Os
Idólatras, Maria Judite de Carvalho, 1969
Sobre “Os Idólatras” escreveu Urbano Tavares Rodrigues numa nota
biobibliográfica que esta foi a “sua única e excelente
aventura no fantástico e na ficção científica”. Já
Baptista Bastos no prefácio de “A Janela Roubada” intiulado
«Maria Judite de Carvalho: uma ternura magoada» diz de “Os
Idólatras” “lamentavelmente incompreendido por aparentemente
inesperado”.
A
fama que rouba a paz e a privacidade aos artistas idolatrados leva-os
a esconder-se e a fugir do público sequioso e ávido é o tema do
conto que dá o nome à colectânea de contos.
De
novo a solidão, no conto “O meu pai era milionário”. Alguém
com muito dinheiro que compra a sua “não morte” através da
congelação do seu corpo. Cinquenta anos mais tarde, ao ser
ressuscitada, enfrenta a solidão absoluta. Ninguém a ouve, ninguém
a entende quando conta a sua história que começa por “o meu pai
era um milionário”. Com efeito, a sua história não passa de um
disco partido.
“Baía
Triste” é a história de um astronauta que ficou no espaço. Para
a mulher que não conseguiu reaver os despejos do marido, ele passa a
ser o brilho de uma luz que se move no espaço.
Em
“Casa de Repouso para Intelectuais e Artistas” a palavra “asilo”
é proibida. Velhos artistas, outrora famosos, agora esquecidos,
entretêm-se a lembrar o passado e a elogiar-se para receberem os
elogios que o público já não lhes dá porque os esqueceu. “A
velhice era uma coisa triste, mas não tanto como o esquecimento a
que tinham sido votados. O escritor murmurava às vezes, de si para
consigo: Dantes havia umas coisas chamadas literaturas… havia
bibliotecas… havia livros…”
E
por aí fora… Neste livro “Os Idólatras” a Terra não é um
planeta habitável. Não há animais. Não há livros. Não há obras
de arte. Não há gente. Há robots. Tudo está super organizado,
desumanizado. As férias são passadas noutros planetas. As pessoas
são ilhas. Não se amam. É a premonição dos quotidianos em função
dos telemóveis, dos tablets, dos televisores, dos gadgets, da
tecnologia. O tempo tem uma dimensão utilitária. Todo o tempo está
compartimentado, agendado e não se pode perder e por isso as pessoas
não conseguem viver com tempos mortos.

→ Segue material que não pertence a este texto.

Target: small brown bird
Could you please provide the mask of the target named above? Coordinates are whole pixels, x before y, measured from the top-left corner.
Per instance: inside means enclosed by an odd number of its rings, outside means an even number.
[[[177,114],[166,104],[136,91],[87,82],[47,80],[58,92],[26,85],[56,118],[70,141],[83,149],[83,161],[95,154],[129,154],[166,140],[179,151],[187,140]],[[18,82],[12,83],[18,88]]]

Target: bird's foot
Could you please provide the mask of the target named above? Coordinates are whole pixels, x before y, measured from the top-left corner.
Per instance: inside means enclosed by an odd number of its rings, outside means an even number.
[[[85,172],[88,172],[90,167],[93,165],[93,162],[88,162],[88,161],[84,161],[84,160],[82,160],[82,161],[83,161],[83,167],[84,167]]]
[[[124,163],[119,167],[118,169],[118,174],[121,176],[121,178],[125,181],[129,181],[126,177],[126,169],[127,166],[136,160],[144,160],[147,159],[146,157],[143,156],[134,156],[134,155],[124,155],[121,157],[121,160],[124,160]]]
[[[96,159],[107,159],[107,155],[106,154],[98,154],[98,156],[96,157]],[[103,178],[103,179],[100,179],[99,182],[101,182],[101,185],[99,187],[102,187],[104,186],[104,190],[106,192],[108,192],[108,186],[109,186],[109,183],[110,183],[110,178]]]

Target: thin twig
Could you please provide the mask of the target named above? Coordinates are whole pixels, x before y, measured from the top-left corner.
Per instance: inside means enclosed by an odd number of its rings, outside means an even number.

Ficam infelizes, querem
suicidar-se porque os tempos mortos não fazem sentido para elas. Mas
no fim da vida, também há velhos que ainda querem comprar algum
tempo para poderem viver aquilo que não viveram em vida…
Para
terminar, o belíssimo “A Cidade do Êxito”. A senhora Bruce, que
tinha sido uma famosa pintora de flores, é a única pessoa que não
tem negócios relacionados com Marte. Vive numa casa que está a
“estragar” a paisagem de arranha-céus, no meio de dois grandes
edifícios como se fosse uma ilha. A sua casa térrea é um estorvo
para os dois proprietários que tudo fazem para negociar com ela para
que saia daquela casa e daquele sítio tão apetecivel para que
possam expandir os seus negócios. Ela sempre se recusa, o tempo
passa e, entretanto, os vizinhos proprietários morrem, ela resiste e
vive até aos 115 anos sem que ceda às pressões dos especuladores!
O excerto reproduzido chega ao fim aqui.